J.A.I. : Vous êtes un militaire. Vous auriez résisté, je suppose
T.O.N. : Évidemment. Même si le coup d’État avait connu un début d’exécution, il n’aurait en réalité jamais pu réussir. Nous les attendions. Aucun d’entre eux n’en aurait réchappé
J.A.I. : Cela peut-il recommencer ?
T.O.N. : Oui, tant que les grandes puissances n’auront pas pris les mesures nécessaires
contre ce fléau qu’est le mercenariat moderne. Il existe des dizaines de sociétés privées de ce type, qui génèrent un chiffre d’affaires considérable. Elles obtiennent de juteux contrats de sous-traitance dans le cadre des opérations de maintien de la paix, de lutte contre les narcotrafiquants ou de protection d’installations sensibles comme en Irak. Mais elles peuvent tout aussi bien vendre leurs services pour déstabiliser un État. C’est
très préoccupant.
J.A.I. : Vous venez de vous entretenir avec le président français Jacques Chirac. Que lui avez-vous dit ?
T.O.N. : Je l’ai briefé en détail sur toute cette histoire. Il m’a écouté. Il s’est toujours montré solidaire avec la Guinée équatoriale. C’est un ami sûr.
J.A.I. : Où en êtes-vous du différend frontalier qui vous oppose au Gabon ?
T.O.N. : Ce conflit à propos des îlots de Mbanié, Conga et Cocotiers a été soumis à la
médiation du secrétariat général de l’ONU. Un an plus tard, nous sommes parvenus à un début d’accord concernant les eaux territoriales et le principe de l’exploitation conjointe du pétrole qu’elles recèlent. Mais le vrai problème est ailleurs : qui doit
exercer la souveraineté sur les trois îlots ? D’où le protocole qui vient d’être conclu
entre nos deux pays à Addis-Abeba.

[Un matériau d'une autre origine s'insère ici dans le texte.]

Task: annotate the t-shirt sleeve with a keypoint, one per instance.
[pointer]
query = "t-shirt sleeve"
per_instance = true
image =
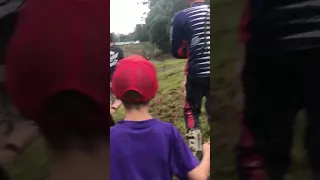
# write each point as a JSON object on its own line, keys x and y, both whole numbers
{"x": 182, "y": 160}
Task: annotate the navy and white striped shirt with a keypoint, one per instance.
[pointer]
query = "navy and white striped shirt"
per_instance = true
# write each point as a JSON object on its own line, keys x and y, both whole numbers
{"x": 190, "y": 38}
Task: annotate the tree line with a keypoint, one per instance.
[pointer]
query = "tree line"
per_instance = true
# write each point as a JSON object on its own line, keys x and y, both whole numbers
{"x": 157, "y": 23}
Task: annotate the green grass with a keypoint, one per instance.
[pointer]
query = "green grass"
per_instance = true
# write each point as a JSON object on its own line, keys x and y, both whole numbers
{"x": 224, "y": 92}
{"x": 167, "y": 106}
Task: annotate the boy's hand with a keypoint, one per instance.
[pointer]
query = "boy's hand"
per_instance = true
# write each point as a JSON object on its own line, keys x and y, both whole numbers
{"x": 206, "y": 149}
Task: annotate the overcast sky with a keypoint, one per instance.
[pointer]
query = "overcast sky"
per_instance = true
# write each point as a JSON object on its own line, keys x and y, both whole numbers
{"x": 125, "y": 14}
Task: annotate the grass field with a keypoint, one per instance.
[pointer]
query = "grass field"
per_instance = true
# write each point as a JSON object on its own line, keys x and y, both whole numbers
{"x": 167, "y": 106}
{"x": 225, "y": 18}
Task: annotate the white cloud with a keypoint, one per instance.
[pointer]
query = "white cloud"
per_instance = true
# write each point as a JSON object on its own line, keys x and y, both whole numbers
{"x": 125, "y": 14}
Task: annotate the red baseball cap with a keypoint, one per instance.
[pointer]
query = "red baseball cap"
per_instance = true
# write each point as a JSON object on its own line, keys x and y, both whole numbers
{"x": 135, "y": 73}
{"x": 57, "y": 46}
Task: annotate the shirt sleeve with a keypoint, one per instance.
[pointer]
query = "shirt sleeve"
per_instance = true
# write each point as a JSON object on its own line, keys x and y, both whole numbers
{"x": 182, "y": 160}
{"x": 178, "y": 37}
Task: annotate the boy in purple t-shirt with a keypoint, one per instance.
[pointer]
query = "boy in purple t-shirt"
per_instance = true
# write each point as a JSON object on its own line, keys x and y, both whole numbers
{"x": 143, "y": 147}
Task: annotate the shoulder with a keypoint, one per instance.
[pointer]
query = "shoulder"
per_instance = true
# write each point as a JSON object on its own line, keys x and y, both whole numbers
{"x": 178, "y": 17}
{"x": 169, "y": 129}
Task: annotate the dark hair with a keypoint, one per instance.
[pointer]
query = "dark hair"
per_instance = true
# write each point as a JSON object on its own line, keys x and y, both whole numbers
{"x": 130, "y": 97}
{"x": 111, "y": 37}
{"x": 72, "y": 120}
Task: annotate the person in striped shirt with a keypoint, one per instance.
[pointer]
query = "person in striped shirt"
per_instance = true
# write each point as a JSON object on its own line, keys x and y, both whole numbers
{"x": 190, "y": 39}
{"x": 281, "y": 67}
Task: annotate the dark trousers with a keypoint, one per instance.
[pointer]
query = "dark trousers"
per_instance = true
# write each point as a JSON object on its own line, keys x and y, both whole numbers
{"x": 276, "y": 87}
{"x": 196, "y": 90}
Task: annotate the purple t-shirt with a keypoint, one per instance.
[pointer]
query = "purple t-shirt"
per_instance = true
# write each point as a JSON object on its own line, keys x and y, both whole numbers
{"x": 149, "y": 150}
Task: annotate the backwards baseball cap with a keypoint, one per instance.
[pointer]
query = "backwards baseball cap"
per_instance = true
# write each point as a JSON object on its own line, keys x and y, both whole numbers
{"x": 62, "y": 54}
{"x": 135, "y": 73}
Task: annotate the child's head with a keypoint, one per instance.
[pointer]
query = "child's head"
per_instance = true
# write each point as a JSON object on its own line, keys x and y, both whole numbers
{"x": 135, "y": 82}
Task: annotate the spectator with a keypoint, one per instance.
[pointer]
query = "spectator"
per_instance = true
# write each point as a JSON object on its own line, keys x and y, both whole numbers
{"x": 56, "y": 74}
{"x": 281, "y": 67}
{"x": 190, "y": 39}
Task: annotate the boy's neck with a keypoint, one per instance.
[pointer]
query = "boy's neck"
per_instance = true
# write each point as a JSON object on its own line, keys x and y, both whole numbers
{"x": 81, "y": 166}
{"x": 141, "y": 114}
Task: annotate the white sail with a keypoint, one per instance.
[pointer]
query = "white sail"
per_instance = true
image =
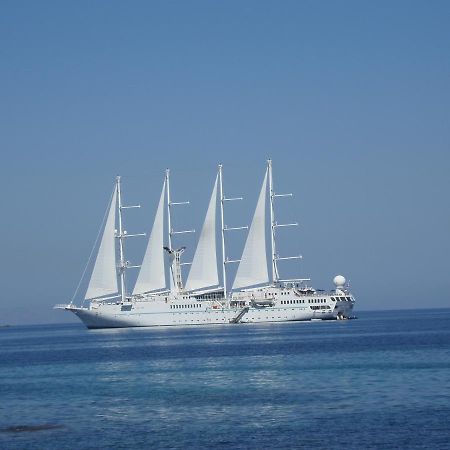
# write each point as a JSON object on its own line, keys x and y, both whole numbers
{"x": 203, "y": 271}
{"x": 104, "y": 275}
{"x": 151, "y": 275}
{"x": 252, "y": 269}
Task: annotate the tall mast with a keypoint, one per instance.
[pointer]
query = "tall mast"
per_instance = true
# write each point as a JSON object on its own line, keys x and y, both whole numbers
{"x": 224, "y": 228}
{"x": 169, "y": 221}
{"x": 122, "y": 265}
{"x": 174, "y": 282}
{"x": 274, "y": 225}
{"x": 222, "y": 232}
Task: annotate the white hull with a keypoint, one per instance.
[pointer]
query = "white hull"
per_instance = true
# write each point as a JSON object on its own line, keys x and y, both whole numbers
{"x": 188, "y": 311}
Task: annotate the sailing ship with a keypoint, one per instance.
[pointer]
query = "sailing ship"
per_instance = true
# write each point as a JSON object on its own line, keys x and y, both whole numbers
{"x": 254, "y": 296}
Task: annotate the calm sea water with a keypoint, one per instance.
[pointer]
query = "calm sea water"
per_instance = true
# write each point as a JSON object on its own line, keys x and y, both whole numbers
{"x": 382, "y": 381}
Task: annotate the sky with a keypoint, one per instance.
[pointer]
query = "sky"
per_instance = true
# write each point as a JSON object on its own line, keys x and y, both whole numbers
{"x": 350, "y": 99}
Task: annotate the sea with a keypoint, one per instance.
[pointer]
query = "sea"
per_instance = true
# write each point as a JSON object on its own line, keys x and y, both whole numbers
{"x": 381, "y": 381}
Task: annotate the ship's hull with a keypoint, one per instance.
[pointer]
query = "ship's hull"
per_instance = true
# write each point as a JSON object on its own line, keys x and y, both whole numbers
{"x": 149, "y": 314}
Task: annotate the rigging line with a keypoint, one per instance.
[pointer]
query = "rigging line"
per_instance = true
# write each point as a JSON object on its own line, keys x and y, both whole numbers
{"x": 93, "y": 248}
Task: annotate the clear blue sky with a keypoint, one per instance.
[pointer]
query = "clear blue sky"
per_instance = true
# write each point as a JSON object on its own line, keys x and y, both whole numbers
{"x": 351, "y": 100}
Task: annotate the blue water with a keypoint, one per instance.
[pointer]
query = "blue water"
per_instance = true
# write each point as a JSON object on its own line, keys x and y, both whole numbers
{"x": 382, "y": 381}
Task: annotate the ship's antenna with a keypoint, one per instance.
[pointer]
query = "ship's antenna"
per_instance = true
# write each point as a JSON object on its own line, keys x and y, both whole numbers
{"x": 274, "y": 225}
{"x": 121, "y": 238}
{"x": 224, "y": 228}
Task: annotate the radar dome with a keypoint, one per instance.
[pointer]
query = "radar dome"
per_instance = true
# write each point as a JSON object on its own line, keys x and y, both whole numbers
{"x": 339, "y": 281}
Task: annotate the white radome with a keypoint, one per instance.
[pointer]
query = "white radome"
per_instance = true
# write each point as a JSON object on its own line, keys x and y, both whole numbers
{"x": 339, "y": 281}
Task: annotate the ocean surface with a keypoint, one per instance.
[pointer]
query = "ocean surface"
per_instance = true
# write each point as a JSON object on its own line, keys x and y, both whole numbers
{"x": 381, "y": 381}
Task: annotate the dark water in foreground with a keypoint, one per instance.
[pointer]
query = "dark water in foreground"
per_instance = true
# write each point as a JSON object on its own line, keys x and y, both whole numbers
{"x": 382, "y": 381}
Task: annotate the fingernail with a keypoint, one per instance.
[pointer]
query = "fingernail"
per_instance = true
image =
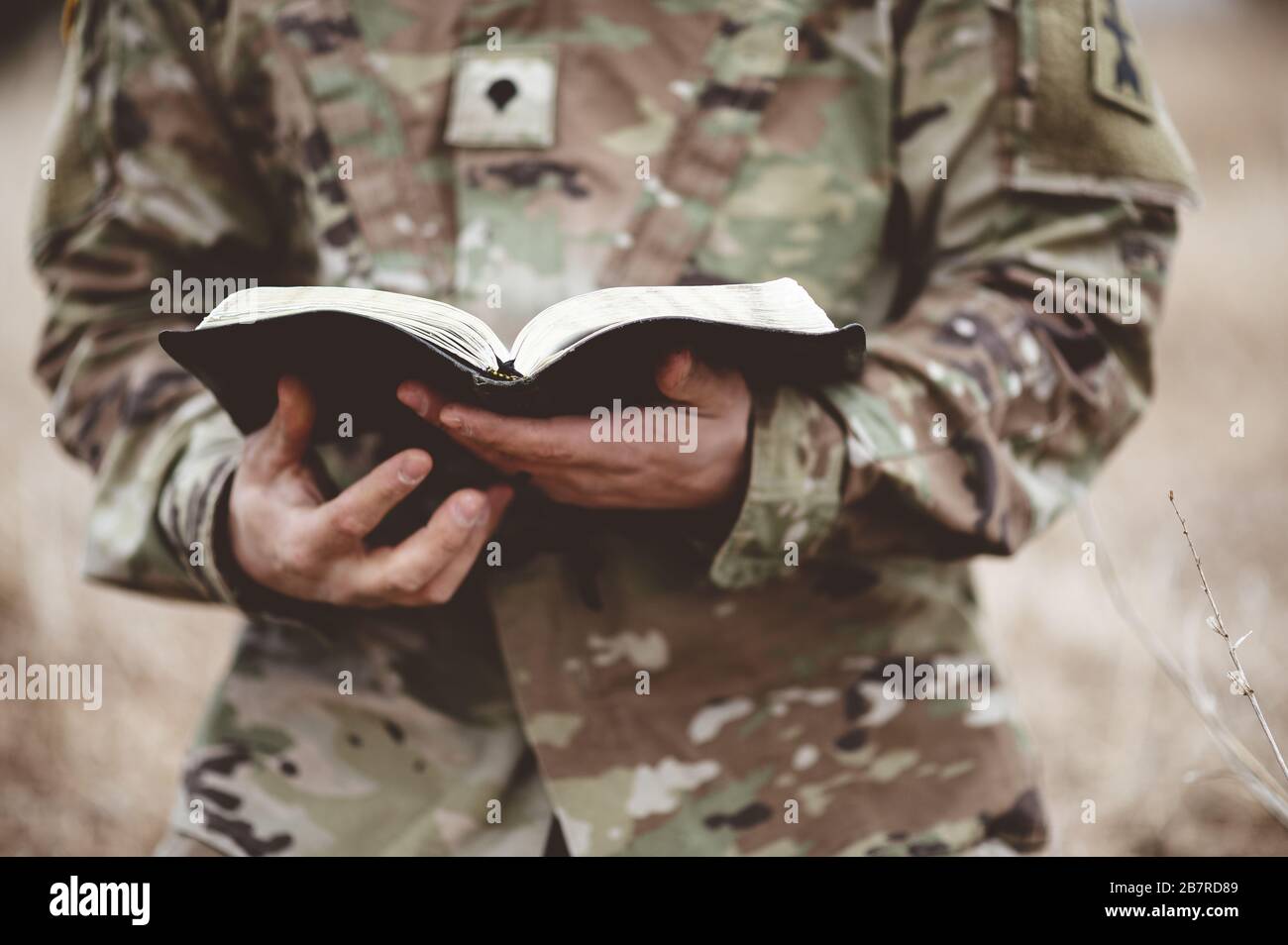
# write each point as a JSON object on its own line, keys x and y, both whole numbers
{"x": 416, "y": 399}
{"x": 468, "y": 509}
{"x": 412, "y": 469}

Il prévoit la mise en place sur Mbanié d’une force
mixte guinéo-gabonaise en attendant que la médiation onusienne tranche, ce qu’elle devrait faire dans un an.
J.A.I. : Le gouvernement camerounais s’est vivement ému de l’expulsion massive de ses
ressortissants présents en Guinée équatoriale survenue en mars dernier, en marge de l’affaire des mercenaires. La tension est-elle apaisée ?

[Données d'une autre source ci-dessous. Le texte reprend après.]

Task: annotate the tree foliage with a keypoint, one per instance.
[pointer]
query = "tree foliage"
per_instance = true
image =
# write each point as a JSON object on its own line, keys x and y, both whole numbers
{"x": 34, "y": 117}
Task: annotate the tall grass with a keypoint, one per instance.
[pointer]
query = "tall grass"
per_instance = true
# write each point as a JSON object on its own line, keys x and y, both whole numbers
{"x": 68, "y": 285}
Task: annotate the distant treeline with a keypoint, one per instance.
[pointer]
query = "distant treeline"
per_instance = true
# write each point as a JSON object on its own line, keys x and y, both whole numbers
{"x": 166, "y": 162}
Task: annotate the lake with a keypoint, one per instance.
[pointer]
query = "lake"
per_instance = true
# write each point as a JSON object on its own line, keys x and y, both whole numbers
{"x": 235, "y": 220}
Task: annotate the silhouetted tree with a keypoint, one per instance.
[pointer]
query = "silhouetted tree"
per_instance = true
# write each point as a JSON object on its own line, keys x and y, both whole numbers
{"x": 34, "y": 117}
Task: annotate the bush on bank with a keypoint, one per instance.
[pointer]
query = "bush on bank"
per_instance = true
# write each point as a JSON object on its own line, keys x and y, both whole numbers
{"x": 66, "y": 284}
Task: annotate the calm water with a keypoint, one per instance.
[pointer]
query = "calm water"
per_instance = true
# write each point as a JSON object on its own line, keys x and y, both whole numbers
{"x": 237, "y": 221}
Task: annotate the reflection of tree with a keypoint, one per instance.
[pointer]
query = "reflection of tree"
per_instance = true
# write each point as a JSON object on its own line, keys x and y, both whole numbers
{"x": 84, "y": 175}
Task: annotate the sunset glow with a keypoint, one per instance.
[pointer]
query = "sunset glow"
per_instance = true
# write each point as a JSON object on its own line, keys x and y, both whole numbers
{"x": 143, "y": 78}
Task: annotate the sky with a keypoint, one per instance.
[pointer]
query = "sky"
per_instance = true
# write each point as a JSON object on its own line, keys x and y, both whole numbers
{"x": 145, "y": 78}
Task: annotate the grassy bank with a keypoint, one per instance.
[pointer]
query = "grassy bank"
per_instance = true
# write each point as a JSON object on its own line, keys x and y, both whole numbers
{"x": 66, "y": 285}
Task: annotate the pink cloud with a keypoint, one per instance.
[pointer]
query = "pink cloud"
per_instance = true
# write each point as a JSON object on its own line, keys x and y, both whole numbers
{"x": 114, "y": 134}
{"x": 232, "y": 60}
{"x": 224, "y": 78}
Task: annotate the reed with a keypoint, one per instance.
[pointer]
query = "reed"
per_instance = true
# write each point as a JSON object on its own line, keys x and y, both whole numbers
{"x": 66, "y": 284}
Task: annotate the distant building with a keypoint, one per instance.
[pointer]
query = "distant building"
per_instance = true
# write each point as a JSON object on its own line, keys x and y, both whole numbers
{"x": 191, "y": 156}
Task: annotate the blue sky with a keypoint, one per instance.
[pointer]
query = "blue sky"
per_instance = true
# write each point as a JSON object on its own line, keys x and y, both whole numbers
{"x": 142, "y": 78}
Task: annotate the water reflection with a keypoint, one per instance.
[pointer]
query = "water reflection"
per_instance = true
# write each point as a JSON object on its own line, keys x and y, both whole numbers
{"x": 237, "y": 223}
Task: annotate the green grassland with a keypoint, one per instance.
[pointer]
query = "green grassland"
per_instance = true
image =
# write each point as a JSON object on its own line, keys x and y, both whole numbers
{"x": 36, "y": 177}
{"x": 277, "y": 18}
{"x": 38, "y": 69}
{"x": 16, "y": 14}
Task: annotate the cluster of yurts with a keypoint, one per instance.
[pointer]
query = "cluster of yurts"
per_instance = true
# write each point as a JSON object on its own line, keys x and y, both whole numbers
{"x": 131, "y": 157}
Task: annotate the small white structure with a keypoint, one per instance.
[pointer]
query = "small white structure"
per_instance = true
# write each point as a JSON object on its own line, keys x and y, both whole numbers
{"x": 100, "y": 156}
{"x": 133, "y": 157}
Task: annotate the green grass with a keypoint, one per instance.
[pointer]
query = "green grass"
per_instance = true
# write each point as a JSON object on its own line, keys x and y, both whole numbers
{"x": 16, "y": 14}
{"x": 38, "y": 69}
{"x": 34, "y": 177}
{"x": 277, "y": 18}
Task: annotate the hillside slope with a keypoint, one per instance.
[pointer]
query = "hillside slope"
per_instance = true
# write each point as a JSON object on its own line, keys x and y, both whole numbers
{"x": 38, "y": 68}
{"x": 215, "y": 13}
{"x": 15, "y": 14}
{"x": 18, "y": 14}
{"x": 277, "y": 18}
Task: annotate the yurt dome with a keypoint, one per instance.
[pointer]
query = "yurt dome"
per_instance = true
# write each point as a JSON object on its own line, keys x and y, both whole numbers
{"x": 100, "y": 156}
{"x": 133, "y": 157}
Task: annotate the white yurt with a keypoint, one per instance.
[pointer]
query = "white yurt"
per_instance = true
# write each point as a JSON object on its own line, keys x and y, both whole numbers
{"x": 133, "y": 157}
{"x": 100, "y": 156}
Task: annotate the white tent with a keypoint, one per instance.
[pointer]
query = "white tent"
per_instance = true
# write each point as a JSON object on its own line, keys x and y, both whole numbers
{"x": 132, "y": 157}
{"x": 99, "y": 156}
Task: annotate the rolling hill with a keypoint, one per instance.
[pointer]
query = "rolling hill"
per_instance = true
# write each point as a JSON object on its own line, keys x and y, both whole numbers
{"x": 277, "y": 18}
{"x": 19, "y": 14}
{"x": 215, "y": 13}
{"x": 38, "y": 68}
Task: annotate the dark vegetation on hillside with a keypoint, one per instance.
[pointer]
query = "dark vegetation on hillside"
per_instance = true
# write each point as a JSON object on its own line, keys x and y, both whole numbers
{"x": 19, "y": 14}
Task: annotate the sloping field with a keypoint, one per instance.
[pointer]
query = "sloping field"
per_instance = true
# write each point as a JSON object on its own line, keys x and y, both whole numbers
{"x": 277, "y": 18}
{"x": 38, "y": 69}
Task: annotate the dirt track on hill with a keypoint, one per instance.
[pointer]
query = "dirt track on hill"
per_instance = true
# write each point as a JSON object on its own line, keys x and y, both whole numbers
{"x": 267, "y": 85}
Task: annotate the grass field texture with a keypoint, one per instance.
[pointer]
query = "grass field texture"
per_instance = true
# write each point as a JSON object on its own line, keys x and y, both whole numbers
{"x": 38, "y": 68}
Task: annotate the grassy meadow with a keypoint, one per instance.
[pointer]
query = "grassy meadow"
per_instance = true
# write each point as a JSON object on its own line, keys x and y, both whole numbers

T.O.N. : Je le souhaite et je le crois. J’ai fourni à mon frère, le président Biya, toutes les explications nécessaires sur le pourquoi et le comment de cette opération. Vous savez, le Cameroun est un grand pays auquel nous devons faire particulièrement attention. Je ne parle pas du gouvernement de Yaoundé, mais des Camerounais en tant que tels : ils sont très nombreux et émigrent partout en Afrique centrale, en Centrafrique, au
Congo, au Gabon, chez nous. Beaucoup sont sans papiers et nous devons donc être vigilants. Cela dit, il y a en Guinée des sociétés camerounaises importantes et respectées
qui exercent tout à fait librement leurs activités, notamment dans la finance. Quoique sur ce point aussi, nous sommes attentifs. Nous avons déjà la CCI Bank à Malabo, il n’est donc pas souhaitable qu’une seconde banque camerounaise celle du groupe Fotso, en l’occurrence s’installe ici, quelle que soit par ailleurs son honorabilité. Un pays, une banque : c’est la règle si nous voulons éviter les risques de fuite des capitaux.

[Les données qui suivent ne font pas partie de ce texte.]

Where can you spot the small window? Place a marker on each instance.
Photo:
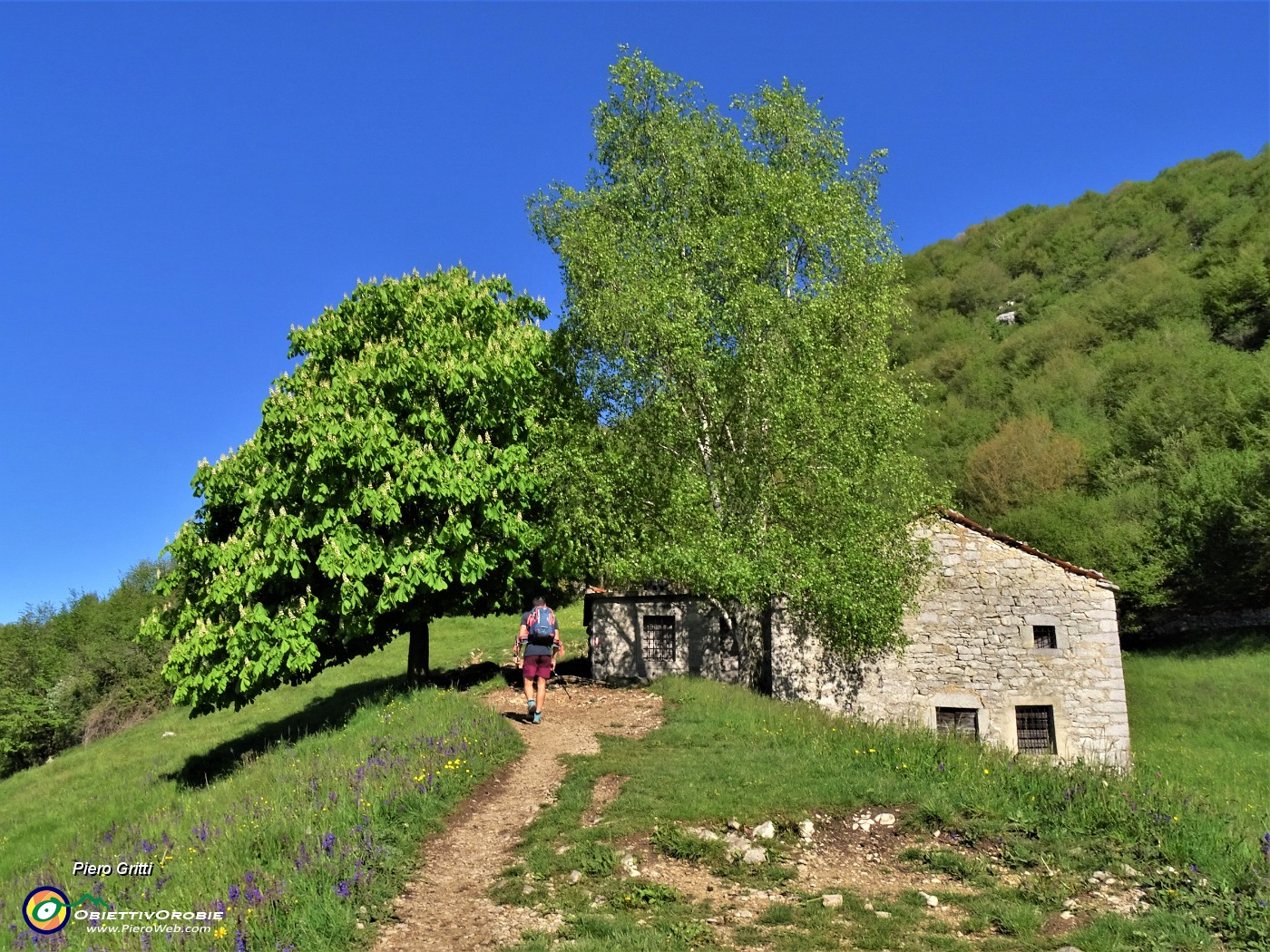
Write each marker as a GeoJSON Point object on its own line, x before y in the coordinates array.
{"type": "Point", "coordinates": [1035, 724]}
{"type": "Point", "coordinates": [1044, 636]}
{"type": "Point", "coordinates": [962, 721]}
{"type": "Point", "coordinates": [727, 637]}
{"type": "Point", "coordinates": [659, 637]}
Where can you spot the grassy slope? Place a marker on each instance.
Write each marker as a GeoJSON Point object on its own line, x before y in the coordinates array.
{"type": "Point", "coordinates": [1200, 717]}
{"type": "Point", "coordinates": [1194, 815]}
{"type": "Point", "coordinates": [796, 761]}
{"type": "Point", "coordinates": [241, 792]}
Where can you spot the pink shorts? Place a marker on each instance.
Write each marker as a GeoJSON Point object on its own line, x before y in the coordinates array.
{"type": "Point", "coordinates": [537, 666]}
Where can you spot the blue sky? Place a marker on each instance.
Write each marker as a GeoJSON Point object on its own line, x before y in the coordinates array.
{"type": "Point", "coordinates": [181, 183]}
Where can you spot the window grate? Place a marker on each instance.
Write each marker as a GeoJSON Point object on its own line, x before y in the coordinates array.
{"type": "Point", "coordinates": [659, 637]}
{"type": "Point", "coordinates": [1044, 636]}
{"type": "Point", "coordinates": [1035, 724]}
{"type": "Point", "coordinates": [962, 721]}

J.A.I. : Vous n’ignorez pas que beaucoup de gens, plus ou moins bien informés, spéculent sur votre état de santé. Cette affaire de mercenaires ne vous a point trop marqué ? Comment allez-vous ?
T.O.N. : Comme vous le voyez. Ai-je l’air malade ? Mon état de santé est excellent. Et tant pis pour ceux qui prennent leurs désirs pour des réalités.